Un ouvrage se consacre aux écrits de l’écrivain et trompettiste américain Ralph Ellison sur le jazz et lance ainsi une longue et stimulante réflexion sur sa théorie de la condition noire américaine.
L’ouvrage d’Emmanuel Parent vient combler un grand vide critique en France. En effet, si Ralph Ellison est souvent cité comme l’auteur du roman Homme invisible, pour qui chantes-tu ?, publié en 1952 et dont la valeur iconique n’est plus à démontrer, il l’est beaucoup moins pour ses essais. Or l’auteur se sert ici des nombreux écrits d’Ellison sur le jazz pour établir une longue et stimulante réflexion sur sa théorie de la condition noire américaine. En plaçant la musique au cœur des problématiques culturelles américaines, il en fait un prisme à partir duquel on peut réfléchir à la culture américaine dans son ensemble et plus largement à ce qui constitue la modernité américaine.
Dans les trois premiers chapitres du livre, l’auteur envisage les années de formation et de maturation d’Ellison. Plus exactement, il montre comment celui-ci était d’une certaine façon prédisposé à une conception originale de la condition noire. Originaire du Midwest, comme Langston Hughes, Ellison a grandi entouré de figures tutélaires de différentes origines, dans un cadre propice à l’épanouissement artistique :
Un gamin noir d’Oklahoma City, aux antécédents africains, européens et amérindiens, maîtrisant une langue de la diaspora juive d’Europe de l’Est, voilà le terreau qui devait plus tard permettre à Ellison de déconstruire l’essentialisme racial, de quelque phénotype soit-il (p. 26).

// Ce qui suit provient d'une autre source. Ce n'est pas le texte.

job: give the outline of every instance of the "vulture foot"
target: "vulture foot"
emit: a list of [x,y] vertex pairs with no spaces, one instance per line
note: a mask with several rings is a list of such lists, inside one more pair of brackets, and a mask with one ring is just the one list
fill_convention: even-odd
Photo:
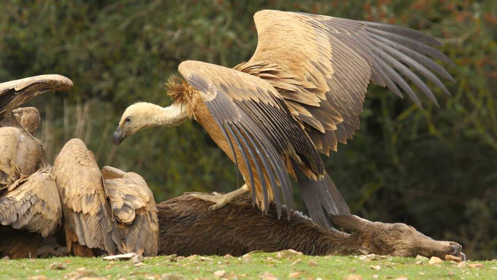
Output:
[[209,207],[209,210],[214,211],[224,207],[225,205],[232,200],[233,198],[241,195],[248,191],[248,187],[247,187],[246,184],[245,184],[241,188],[240,188],[239,189],[238,189],[231,192],[228,193],[226,194],[220,194],[216,192],[213,192],[212,194],[211,195],[198,194],[194,193],[189,194],[188,196],[200,198],[207,201],[212,201],[215,203],[216,204]]

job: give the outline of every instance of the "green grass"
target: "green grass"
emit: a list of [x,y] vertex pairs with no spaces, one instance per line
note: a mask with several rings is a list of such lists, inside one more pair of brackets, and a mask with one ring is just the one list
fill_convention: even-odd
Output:
[[[63,278],[65,276],[70,279],[83,274],[109,279],[161,279],[165,274],[172,274],[193,279],[215,278],[215,271],[224,270],[224,277],[235,278],[236,276],[238,279],[264,279],[261,275],[266,272],[279,279],[288,278],[290,273],[296,272],[300,272],[298,278],[301,279],[342,279],[353,274],[361,275],[365,279],[396,279],[402,276],[409,279],[497,279],[497,261],[495,260],[478,262],[483,264],[482,268],[472,268],[467,265],[459,268],[450,262],[429,265],[428,261],[420,263],[414,259],[398,257],[365,262],[354,257],[292,255],[278,259],[277,256],[277,253],[253,253],[247,258],[193,256],[179,259],[175,262],[171,261],[168,257],[158,257],[146,258],[138,265],[131,261],[113,262],[100,258],[3,260],[0,260],[0,275],[2,279],[26,279],[35,275],[44,275],[48,279]],[[51,269],[50,265],[55,262],[63,264],[65,267],[61,270]],[[370,268],[371,266],[379,266],[380,268],[374,270]],[[78,272],[78,269],[82,267],[85,268],[86,273],[81,272],[81,269]]]

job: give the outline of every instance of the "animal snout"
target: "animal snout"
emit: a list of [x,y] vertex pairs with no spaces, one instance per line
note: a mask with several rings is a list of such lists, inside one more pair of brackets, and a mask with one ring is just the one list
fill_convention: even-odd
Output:
[[461,246],[458,243],[456,243],[451,241],[449,241],[449,244],[451,247],[452,247],[452,252],[450,252],[450,255],[459,257],[460,255],[461,250],[463,249],[463,246]]

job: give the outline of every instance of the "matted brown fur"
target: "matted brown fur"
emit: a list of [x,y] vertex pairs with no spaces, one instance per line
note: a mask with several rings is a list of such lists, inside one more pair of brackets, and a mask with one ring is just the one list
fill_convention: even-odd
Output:
[[321,227],[295,212],[289,221],[278,219],[274,203],[262,215],[248,195],[216,211],[208,209],[211,204],[186,195],[157,204],[159,254],[240,256],[293,249],[312,255],[460,255],[457,243],[433,240],[405,224],[372,222],[354,215],[330,217],[349,234]]

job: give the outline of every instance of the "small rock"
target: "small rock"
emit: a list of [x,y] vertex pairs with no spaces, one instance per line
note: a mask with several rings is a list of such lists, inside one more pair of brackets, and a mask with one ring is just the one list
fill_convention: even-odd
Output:
[[342,280],[363,280],[363,276],[358,274],[348,275],[342,278]]
[[245,255],[241,256],[242,259],[252,259],[252,256],[250,255],[250,254],[245,254]]
[[432,257],[428,262],[428,264],[440,264],[443,261],[438,257]]
[[416,256],[416,258],[414,259],[419,261],[428,261],[429,259],[426,257],[421,256],[420,255],[418,255],[417,256]]
[[456,257],[455,256],[452,256],[452,255],[447,255],[445,256],[446,261],[453,261],[456,263],[461,262],[461,257]]
[[370,254],[369,255],[364,255],[359,257],[359,259],[361,261],[364,261],[365,262],[369,262],[370,261],[374,261],[375,260],[382,260],[383,259],[386,259],[386,257],[384,256],[380,256],[379,255],[375,255],[374,254]]
[[107,256],[106,257],[104,257],[102,259],[106,261],[127,261],[130,260],[131,258],[136,255],[137,254],[135,253],[128,253],[128,254]]
[[47,277],[43,275],[36,275],[27,277],[29,280],[47,280]]
[[166,273],[162,274],[160,278],[161,280],[183,280],[185,277],[181,275]]
[[278,277],[266,271],[259,276],[262,280],[278,280]]
[[461,262],[456,265],[458,268],[464,268],[466,267],[466,262]]
[[468,265],[471,268],[482,268],[483,267],[483,265],[481,263],[470,263]]
[[138,263],[143,262],[143,255],[135,255],[133,257],[131,257],[131,261],[133,263]]
[[309,260],[309,261],[307,262],[307,264],[309,265],[309,266],[317,266],[318,264],[316,261],[311,259]]
[[302,262],[302,259],[300,258],[297,259],[295,261],[294,261],[293,262],[290,264],[290,266],[292,266],[292,265],[295,265],[298,263],[300,263],[301,262]]
[[296,255],[302,255],[302,253],[300,252],[297,252],[295,250],[292,250],[291,249],[289,250],[283,250],[280,251],[276,253],[276,259],[282,259],[283,258],[288,258],[292,256],[295,256]]
[[65,269],[65,265],[61,262],[55,262],[51,264],[48,268],[50,269],[55,270],[62,270],[62,269]]
[[226,271],[225,270],[216,270],[214,272],[214,276],[218,278],[224,277],[226,275]]

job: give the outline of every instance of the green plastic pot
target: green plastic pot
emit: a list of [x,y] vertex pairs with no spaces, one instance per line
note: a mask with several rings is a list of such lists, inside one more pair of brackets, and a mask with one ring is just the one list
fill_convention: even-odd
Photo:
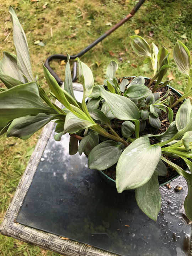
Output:
[[[129,76],[129,77],[135,77],[135,76]],[[149,79],[148,78],[146,78],[144,77],[144,78],[145,78],[146,79]],[[162,82],[161,82],[162,84],[163,84]],[[169,88],[169,86],[167,85],[166,85],[167,87]],[[181,97],[182,96],[182,95],[180,93],[178,92],[177,91],[176,91],[174,88],[173,88],[172,87],[171,87],[171,86],[169,86],[170,89],[171,89],[171,90],[172,92],[175,92],[175,93],[177,94],[178,96],[180,96],[180,97]],[[185,100],[186,99],[185,99],[184,100]],[[187,170],[187,169],[185,171],[186,171]],[[110,185],[111,185],[112,187],[114,187],[116,188],[116,183],[115,181],[114,181],[114,180],[113,180],[111,178],[110,178],[109,177],[107,176],[107,175],[106,175],[106,174],[105,174],[104,172],[103,172],[102,171],[99,171],[97,170],[99,172],[100,175],[101,176],[102,178],[107,183],[109,184]],[[167,181],[165,181],[165,182],[159,182],[159,186],[161,187],[161,186],[163,186],[164,185],[165,185],[166,184],[167,184],[167,183],[169,183],[169,182],[170,182],[171,181],[172,181],[174,180],[175,180],[176,178],[177,178],[178,177],[180,176],[180,175],[178,174],[176,174],[174,175],[172,175],[172,176],[171,176],[170,177],[170,178]],[[134,190],[129,190],[129,191],[134,191]]]

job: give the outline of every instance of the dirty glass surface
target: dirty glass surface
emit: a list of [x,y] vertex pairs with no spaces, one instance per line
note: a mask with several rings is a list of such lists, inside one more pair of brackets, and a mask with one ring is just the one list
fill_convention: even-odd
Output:
[[[191,225],[183,214],[187,189],[180,177],[161,188],[158,220],[137,205],[134,192],[118,194],[87,159],[69,154],[69,135],[53,132],[19,212],[19,223],[124,256],[189,255]],[[182,187],[177,192],[174,188]]]

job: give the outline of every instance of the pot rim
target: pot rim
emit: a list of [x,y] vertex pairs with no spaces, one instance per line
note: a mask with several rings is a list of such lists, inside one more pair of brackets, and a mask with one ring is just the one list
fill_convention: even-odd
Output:
[[[129,78],[129,77],[135,78],[135,77],[136,77],[136,76],[124,76],[124,78]],[[144,76],[143,77],[144,78],[145,78],[145,79],[150,79],[150,78],[149,78],[146,77],[145,76]],[[155,81],[157,81],[157,80],[155,80]],[[161,84],[163,84],[163,82],[161,82]],[[167,87],[168,88],[169,88],[169,86],[168,85],[166,85],[166,86],[167,86]],[[180,97],[182,96],[182,94],[181,93],[180,93],[180,92],[178,92],[173,87],[172,87],[171,86],[170,86],[169,89],[171,89],[171,90],[172,90],[175,93],[176,93],[177,94],[177,95],[178,95],[179,96],[180,96]],[[186,100],[186,98],[185,98],[183,100],[184,101],[185,101]],[[185,170],[185,171],[187,171],[188,170],[188,168],[187,168],[187,169],[186,169],[186,170]],[[108,181],[110,183],[113,182],[114,185],[115,185],[115,186],[116,187],[116,182],[115,180],[113,180],[113,179],[112,179],[111,178],[109,177],[108,176],[107,176],[107,175],[106,175],[106,174],[105,174],[104,172],[103,172],[102,171],[99,171],[98,170],[97,170],[98,171],[98,172],[100,172],[101,174],[102,174],[102,176],[105,176],[105,178],[107,180],[108,180]],[[159,186],[161,187],[161,186],[164,186],[164,185],[165,185],[165,184],[166,184],[167,183],[169,183],[169,182],[171,182],[171,181],[174,180],[175,180],[177,178],[178,178],[178,177],[179,177],[179,176],[180,176],[180,175],[178,173],[177,173],[177,174],[175,176],[174,176],[172,177],[170,179],[169,179],[167,181],[165,181],[165,182],[162,183],[160,182],[160,183],[159,184]]]

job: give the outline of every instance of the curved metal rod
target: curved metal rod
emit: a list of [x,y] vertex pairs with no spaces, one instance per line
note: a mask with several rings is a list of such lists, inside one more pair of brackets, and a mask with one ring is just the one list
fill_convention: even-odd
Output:
[[[108,36],[111,34],[112,32],[116,30],[117,28],[120,26],[123,25],[125,22],[127,21],[132,17],[135,14],[135,12],[138,10],[140,7],[142,5],[144,2],[145,0],[140,0],[137,3],[133,9],[132,10],[131,12],[128,14],[126,17],[118,23],[116,24],[108,30],[102,36],[100,36],[98,38],[96,39],[95,41],[93,42],[91,44],[87,46],[85,49],[82,50],[79,53],[76,55],[70,55],[70,58],[71,59],[75,59],[76,58],[80,58],[85,53],[88,52],[90,49],[91,49],[94,46],[97,44],[98,43],[102,41],[103,39],[106,37]],[[48,69],[52,75],[55,79],[57,81],[59,85],[62,85],[63,82],[60,78],[56,73],[53,71],[49,65],[49,62],[52,60],[54,59],[61,59],[61,60],[67,60],[66,55],[64,54],[53,54],[49,57],[46,60],[45,63],[45,66]],[[72,79],[72,81],[74,82],[76,80],[77,73],[77,63],[75,62],[73,64],[73,77]]]

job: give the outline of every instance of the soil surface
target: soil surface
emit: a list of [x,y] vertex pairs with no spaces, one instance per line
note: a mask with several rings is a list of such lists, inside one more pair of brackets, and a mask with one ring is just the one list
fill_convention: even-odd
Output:
[[[133,78],[132,77],[119,78],[118,79],[118,82],[119,83],[119,84],[120,84],[123,79],[127,79],[129,81],[129,82],[130,82],[133,79]],[[150,79],[145,79],[145,85],[146,86],[148,86],[150,82]],[[153,89],[153,87],[154,86],[155,84],[155,81],[153,82],[152,83],[150,88],[151,90]],[[167,91],[167,86],[161,87],[159,90],[157,90],[155,92],[159,92],[160,93],[160,97],[161,97],[165,94]],[[170,89],[170,90],[171,90],[171,89]],[[180,97],[175,92],[173,92],[173,96],[174,98],[173,102],[174,103]],[[164,98],[164,100],[165,98],[166,98],[166,97],[165,97]],[[173,121],[175,120],[176,114],[177,113],[177,111],[180,106],[182,105],[183,102],[183,101],[181,102],[172,109],[174,113]],[[164,112],[163,112],[162,111],[161,112],[162,113],[164,113]],[[140,132],[139,135],[141,136],[147,134],[160,134],[160,133],[162,133],[165,132],[169,126],[170,124],[168,117],[168,113],[165,114],[161,116],[160,116],[159,118],[161,120],[161,126],[160,129],[157,129],[156,128],[154,128],[154,127],[151,126],[149,124],[149,119],[148,119],[146,120],[145,127],[143,130]],[[124,121],[119,120],[118,119],[115,118],[115,119],[113,119],[111,121],[111,122],[112,124],[114,124],[115,122],[116,124],[118,124],[119,125],[119,127],[117,128],[114,128],[114,129],[119,134],[120,137],[122,137],[122,134],[121,134],[121,124],[124,122]],[[109,133],[110,131],[108,131],[108,132]],[[134,134],[134,133],[131,137],[133,138],[135,138]],[[151,145],[159,142],[159,141],[155,137],[150,137],[149,138],[149,139],[150,140],[150,144]],[[100,142],[100,143],[101,142]],[[166,155],[164,155],[163,156],[167,159],[168,159],[170,161],[171,161],[172,162],[176,164],[184,170],[185,170],[187,168],[187,166],[185,164],[184,160],[180,158],[174,158],[168,157]],[[171,166],[169,166],[166,163],[164,162],[164,161],[163,161],[163,162],[167,166],[167,175],[166,176],[165,176],[164,177],[158,176],[158,178],[159,182],[161,184],[165,182],[168,182],[170,178],[174,178],[177,174],[177,172]],[[107,175],[107,176],[110,177],[113,180],[115,180],[116,177],[116,165],[117,164],[116,164],[108,169],[103,171],[102,171],[105,174]]]

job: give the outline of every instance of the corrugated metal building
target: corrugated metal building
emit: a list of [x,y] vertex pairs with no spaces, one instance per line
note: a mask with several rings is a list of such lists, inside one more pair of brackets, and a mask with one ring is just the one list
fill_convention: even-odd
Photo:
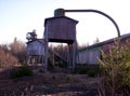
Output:
[[[120,37],[120,43],[125,43],[127,39],[130,39],[130,33],[122,35]],[[99,58],[101,58],[101,50],[107,52],[108,45],[114,44],[115,39],[109,39],[104,42],[100,42],[78,51],[77,65],[98,65]]]

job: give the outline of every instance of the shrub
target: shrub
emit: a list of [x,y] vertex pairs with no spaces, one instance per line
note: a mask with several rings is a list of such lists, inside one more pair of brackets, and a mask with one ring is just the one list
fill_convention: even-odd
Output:
[[73,73],[88,74],[89,77],[96,77],[101,74],[102,69],[99,66],[79,66],[76,67]]
[[103,68],[102,86],[105,94],[110,93],[110,96],[119,96],[119,93],[130,96],[130,92],[128,95],[122,92],[126,86],[130,87],[130,41],[123,44],[119,41],[118,39],[115,45],[109,46],[108,53],[102,51],[103,59],[100,59]]
[[22,78],[22,77],[30,77],[32,74],[34,74],[32,70],[27,66],[22,66],[11,71],[12,79]]

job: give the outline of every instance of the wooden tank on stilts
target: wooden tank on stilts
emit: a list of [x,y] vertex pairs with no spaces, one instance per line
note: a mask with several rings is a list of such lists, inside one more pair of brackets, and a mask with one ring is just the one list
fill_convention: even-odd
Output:
[[[62,11],[62,10],[61,10]],[[58,11],[60,12],[60,11]],[[54,17],[44,19],[44,64],[48,69],[48,51],[49,42],[60,42],[68,44],[68,64],[73,69],[76,63],[76,25],[77,20],[64,16],[64,14],[56,14]]]

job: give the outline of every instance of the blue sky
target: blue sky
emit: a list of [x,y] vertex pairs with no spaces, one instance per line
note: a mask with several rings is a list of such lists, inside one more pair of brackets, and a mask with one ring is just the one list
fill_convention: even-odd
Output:
[[[129,0],[0,0],[0,44],[10,43],[16,37],[26,42],[26,33],[37,30],[43,36],[43,22],[52,17],[55,9],[94,9],[112,16],[121,35],[130,32]],[[77,40],[80,44],[99,38],[104,41],[117,37],[115,26],[106,17],[96,13],[66,13],[77,25]]]

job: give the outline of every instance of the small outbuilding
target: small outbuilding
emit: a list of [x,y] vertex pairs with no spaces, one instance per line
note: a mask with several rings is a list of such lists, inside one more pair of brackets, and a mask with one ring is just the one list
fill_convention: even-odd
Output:
[[[115,39],[109,39],[78,51],[77,65],[99,65],[99,58],[102,59],[101,50],[108,53],[109,45],[115,44]],[[126,40],[130,39],[130,33],[120,36],[120,43],[126,44]]]

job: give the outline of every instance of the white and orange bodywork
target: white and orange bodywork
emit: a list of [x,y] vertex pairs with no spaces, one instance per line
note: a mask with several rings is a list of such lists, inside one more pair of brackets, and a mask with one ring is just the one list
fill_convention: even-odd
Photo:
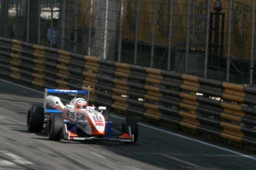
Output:
[[[47,96],[45,97],[46,104],[60,111],[64,119],[63,138],[68,140],[93,140],[105,134],[106,122],[101,112],[95,110],[95,107],[87,106],[85,109],[76,109],[75,104],[81,98],[74,98],[69,104],[64,105],[58,97]],[[101,107],[105,108],[105,107]],[[69,125],[76,125],[76,128],[88,136],[79,137],[74,131],[69,130]],[[112,141],[133,142],[134,136],[130,132],[124,133],[119,139],[110,139]]]

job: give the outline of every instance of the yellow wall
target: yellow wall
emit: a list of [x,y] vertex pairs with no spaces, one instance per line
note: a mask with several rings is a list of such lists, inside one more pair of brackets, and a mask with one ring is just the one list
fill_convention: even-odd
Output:
[[[90,0],[80,0],[80,26],[88,27],[90,12]],[[94,0],[94,7],[95,2]],[[205,6],[205,0],[194,0],[198,6]],[[212,0],[211,12],[214,12],[214,1]],[[221,11],[225,14],[225,28],[224,34],[224,55],[227,55],[228,43],[229,17],[230,1],[222,0],[223,9]],[[251,57],[251,26],[253,14],[252,0],[236,0],[233,5],[231,55],[232,56],[244,59]],[[155,43],[166,46],[168,43],[169,30],[169,16],[170,0],[157,1],[157,18],[155,36]],[[238,2],[238,3],[237,3]],[[175,46],[177,43],[185,44],[187,27],[188,0],[174,0],[173,20],[173,37],[172,45]],[[136,3],[135,0],[125,1],[124,8],[123,23],[123,38],[134,40],[136,19]],[[120,3],[119,5],[120,5]],[[201,10],[200,10],[201,9]],[[202,8],[194,13],[200,14],[206,12],[207,9]],[[93,17],[96,8],[93,8]],[[154,16],[154,0],[140,1],[138,31],[138,40],[151,43],[153,17]],[[92,20],[94,22],[94,19]],[[197,20],[197,25],[201,25],[201,28],[205,29],[203,23],[205,20]],[[202,43],[204,39],[204,34],[198,33],[193,37],[195,43]],[[201,39],[200,40],[200,39]],[[219,42],[220,42],[220,40]],[[204,48],[201,48],[204,50]]]

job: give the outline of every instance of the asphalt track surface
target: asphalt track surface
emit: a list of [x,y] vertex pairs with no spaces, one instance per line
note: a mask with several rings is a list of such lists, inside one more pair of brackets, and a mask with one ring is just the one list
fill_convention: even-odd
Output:
[[[27,110],[42,103],[43,89],[3,78],[0,170],[256,169],[256,156],[251,153],[143,122],[135,145],[49,141],[45,133],[29,133],[26,127]],[[110,117],[115,122],[122,118],[114,113]]]

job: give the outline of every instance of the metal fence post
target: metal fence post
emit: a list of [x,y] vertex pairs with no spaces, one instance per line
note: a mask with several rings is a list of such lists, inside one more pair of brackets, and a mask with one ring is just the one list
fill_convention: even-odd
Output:
[[77,22],[78,22],[78,0],[75,2],[75,26],[74,28],[74,52],[77,52]]
[[231,36],[232,29],[232,15],[233,9],[233,0],[230,0],[229,5],[229,19],[228,37],[228,58],[227,59],[227,72],[226,81],[229,81],[229,74],[230,72],[230,55],[231,53]]
[[190,15],[191,13],[191,4],[192,0],[188,2],[188,9],[187,15],[187,38],[186,40],[186,56],[185,59],[185,73],[188,71],[188,54],[189,53],[189,46],[190,45]]
[[168,54],[167,58],[167,71],[171,70],[171,38],[173,36],[173,5],[174,0],[171,0],[170,5],[170,21],[169,24],[169,36],[168,40]]
[[124,16],[124,0],[121,0],[121,9],[120,14],[120,28],[119,29],[119,37],[118,37],[118,61],[121,62],[121,55],[122,53],[122,40],[123,34],[123,17]]
[[61,1],[61,18],[60,26],[60,49],[64,49],[65,46],[65,32],[66,30],[66,0],[62,0]]
[[255,36],[255,11],[256,11],[256,1],[253,1],[253,21],[251,31],[251,66],[250,67],[250,85],[251,87],[253,86],[253,74],[254,73],[254,67],[255,61],[254,59],[254,50],[255,41],[254,36]]
[[136,21],[135,26],[135,40],[134,42],[134,59],[133,64],[137,64],[138,57],[138,42],[139,36],[139,21],[140,20],[140,0],[137,0],[136,6]]
[[207,2],[207,18],[206,19],[206,31],[205,40],[205,55],[204,56],[204,77],[207,77],[207,69],[208,64],[208,57],[209,54],[209,33],[210,32],[210,15],[211,0]]
[[107,40],[108,34],[108,0],[106,0],[105,11],[104,16],[104,42],[103,43],[103,59],[107,59]]
[[150,59],[150,66],[153,67],[154,65],[154,57],[155,49],[155,25],[156,24],[156,11],[157,0],[154,1],[154,9],[153,12],[153,23],[152,23],[152,43],[151,45],[151,56]]
[[90,23],[89,23],[89,37],[88,37],[88,51],[87,52],[88,55],[91,56],[91,29],[92,25],[92,18],[93,18],[93,0],[91,0],[91,4],[90,6]]
[[53,0],[51,0],[51,22],[50,28],[50,46],[52,47],[52,32],[53,30]]
[[29,39],[29,14],[30,14],[30,9],[29,6],[30,2],[30,0],[27,0],[27,32],[26,36],[26,41],[27,42],[28,42]]

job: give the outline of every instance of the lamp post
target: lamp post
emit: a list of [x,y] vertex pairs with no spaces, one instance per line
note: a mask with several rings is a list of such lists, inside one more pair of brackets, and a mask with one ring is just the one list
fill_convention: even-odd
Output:
[[220,12],[222,10],[221,2],[220,0],[216,0],[214,3],[214,10],[216,12],[215,15],[215,29],[214,29],[214,51],[213,53],[215,57],[217,57],[217,67],[220,67],[220,57],[219,55],[219,34],[220,31]]

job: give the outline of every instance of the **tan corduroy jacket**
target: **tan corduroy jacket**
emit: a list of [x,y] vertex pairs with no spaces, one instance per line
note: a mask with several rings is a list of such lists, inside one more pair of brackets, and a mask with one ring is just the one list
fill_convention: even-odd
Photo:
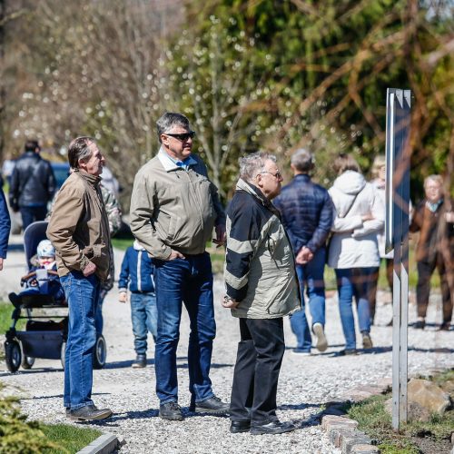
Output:
[[99,189],[101,178],[76,170],[64,182],[49,220],[47,238],[56,252],[57,271],[84,271],[89,262],[104,281],[109,272],[109,221]]

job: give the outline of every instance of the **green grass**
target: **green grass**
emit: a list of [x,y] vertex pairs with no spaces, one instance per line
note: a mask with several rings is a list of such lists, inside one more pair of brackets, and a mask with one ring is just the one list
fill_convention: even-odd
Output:
[[[439,386],[454,380],[454,370],[445,370],[430,377]],[[371,439],[379,440],[378,448],[383,454],[419,454],[415,437],[430,437],[435,441],[449,439],[454,428],[454,410],[443,416],[433,414],[428,422],[411,421],[403,425],[400,434],[392,429],[391,415],[385,410],[385,401],[391,394],[375,396],[362,402],[350,405],[348,415],[359,423],[358,429]],[[453,395],[451,393],[451,399]],[[413,438],[413,439],[412,439]]]
[[[0,334],[5,334],[11,326],[12,320],[11,314],[15,307],[10,302],[0,301]],[[25,328],[25,321],[20,320],[15,325],[17,330],[24,330]]]
[[40,426],[44,437],[60,448],[46,449],[45,454],[78,452],[101,436],[95,429],[82,429],[68,424],[46,424]]
[[[3,388],[0,382],[0,390]],[[27,421],[16,397],[0,399],[0,454],[73,454],[100,435],[94,429]]]

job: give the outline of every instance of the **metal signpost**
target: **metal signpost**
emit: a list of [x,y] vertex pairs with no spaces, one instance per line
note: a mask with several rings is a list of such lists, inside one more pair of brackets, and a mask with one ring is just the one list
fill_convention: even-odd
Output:
[[410,90],[386,96],[386,252],[394,251],[392,428],[407,422]]

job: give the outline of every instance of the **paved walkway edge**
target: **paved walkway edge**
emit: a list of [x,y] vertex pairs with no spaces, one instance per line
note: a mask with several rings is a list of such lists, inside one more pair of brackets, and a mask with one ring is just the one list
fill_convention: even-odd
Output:
[[382,379],[376,385],[358,386],[344,392],[337,401],[328,404],[321,417],[321,428],[331,442],[342,454],[376,454],[378,440],[372,440],[358,429],[358,421],[350,419],[342,409],[345,402],[360,402],[370,397],[384,394],[390,390],[391,379]]
[[118,449],[120,442],[115,435],[104,433],[77,454],[111,454]]

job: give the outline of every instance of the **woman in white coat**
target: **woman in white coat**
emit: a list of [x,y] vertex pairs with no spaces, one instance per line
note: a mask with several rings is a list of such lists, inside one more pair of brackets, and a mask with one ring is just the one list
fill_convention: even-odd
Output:
[[366,182],[351,156],[340,154],[334,169],[339,176],[329,190],[335,216],[328,265],[334,268],[338,284],[339,311],[345,337],[341,354],[356,354],[353,297],[362,346],[372,348],[369,295],[380,266],[377,232],[384,225],[384,206],[377,190]]

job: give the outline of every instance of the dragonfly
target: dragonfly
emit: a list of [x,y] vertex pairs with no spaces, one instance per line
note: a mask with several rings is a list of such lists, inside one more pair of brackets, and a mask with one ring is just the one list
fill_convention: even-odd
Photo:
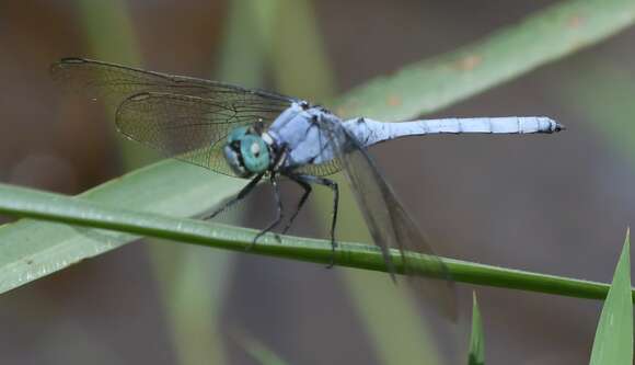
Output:
[[[401,253],[399,273],[437,273],[440,281],[411,282],[447,308],[453,307],[454,301],[447,266],[406,213],[368,148],[408,136],[552,134],[563,129],[561,124],[543,116],[401,123],[368,117],[343,119],[324,106],[298,98],[83,58],[55,62],[51,76],[65,87],[114,105],[116,126],[126,137],[217,173],[250,180],[208,218],[244,199],[259,182],[268,181],[276,215],[255,236],[254,243],[284,221],[279,181],[286,178],[303,193],[282,233],[293,224],[314,185],[332,191],[330,238],[334,258],[339,187],[331,175],[344,171],[393,281],[397,267],[391,249],[396,249]],[[408,251],[419,256],[412,259]]]

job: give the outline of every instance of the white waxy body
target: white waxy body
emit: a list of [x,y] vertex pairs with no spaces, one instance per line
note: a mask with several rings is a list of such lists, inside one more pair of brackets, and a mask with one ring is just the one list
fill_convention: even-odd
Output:
[[278,145],[286,145],[288,157],[284,168],[328,162],[337,153],[332,136],[342,133],[324,133],[344,127],[363,147],[407,136],[429,134],[532,134],[554,133],[562,126],[544,116],[510,116],[477,118],[442,118],[413,122],[385,123],[369,118],[342,121],[321,107],[307,110],[298,103],[282,112],[267,130]]

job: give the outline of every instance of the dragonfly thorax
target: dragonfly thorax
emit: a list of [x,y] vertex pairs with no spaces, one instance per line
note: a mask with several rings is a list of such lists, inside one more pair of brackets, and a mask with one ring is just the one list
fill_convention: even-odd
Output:
[[240,178],[265,172],[272,164],[270,145],[252,127],[238,127],[227,139],[224,158]]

Déjà à l’époque, la musique lui fournit une riche matière à réflexion. Trompettiste à ses heures, Ellison peut jouer dans différentes formations, à la fois avec des musiciens de jazz noirs locaux et dans l’école à laquelle il appartient. Il comprend très vite que le jazz est une musique beaucoup plus sérieuse qu’il y paraît et qu’elle nécessite un travail acharné, loin des clichés. Il fréquente de futures stars du genre comme Charlie Christian et Jimmy Rushing et voit passer des formations musicales variées qui effectuent des tournées dans sa région. En 1933, il intègre le Tuskegee Institute, dans l’Alabama, institution fondée en 1881 par Booker T. Washington, leader africain-américain « accomodationniste », dans laquelle les enseignements sont prioritairement centrés sur le travail agricole. Il en ressort frustré intellectuellement et prend son envol pour New York où il va poursuivre un temps une activité musicale en amateur tout en produisant des articles critiques qui lui permettent progressivement de prendre ses distances vis-à-vis de la majorité des écrivains noirs de son temps comme des générations précédentes, à l’exception notable de Richard Wright avec qui il entretiendra une longue relation amicale. Ce positionnement n’est pas une simple posture. Il correspond à l’idée développée par Henry Louis Gates selon laquelle l’écrivain noir n’hérite de rien ou presque. Ellison n’appartient pas à une tradition noire, simplement parce qu’elle n’existe pas :
Pour les écrivains noirs, la culture n’est pas une maison familiale dans laquelle l’intellectuel lettré se sentirait chez lui à l’instar des dominants décrits par Bourdieu dans La Distinction. Elle n’est pas un patrimoine hérité mais un savoir-faire, un lore à réinventer sans cesse pour soi et pour le groupe (p. 47).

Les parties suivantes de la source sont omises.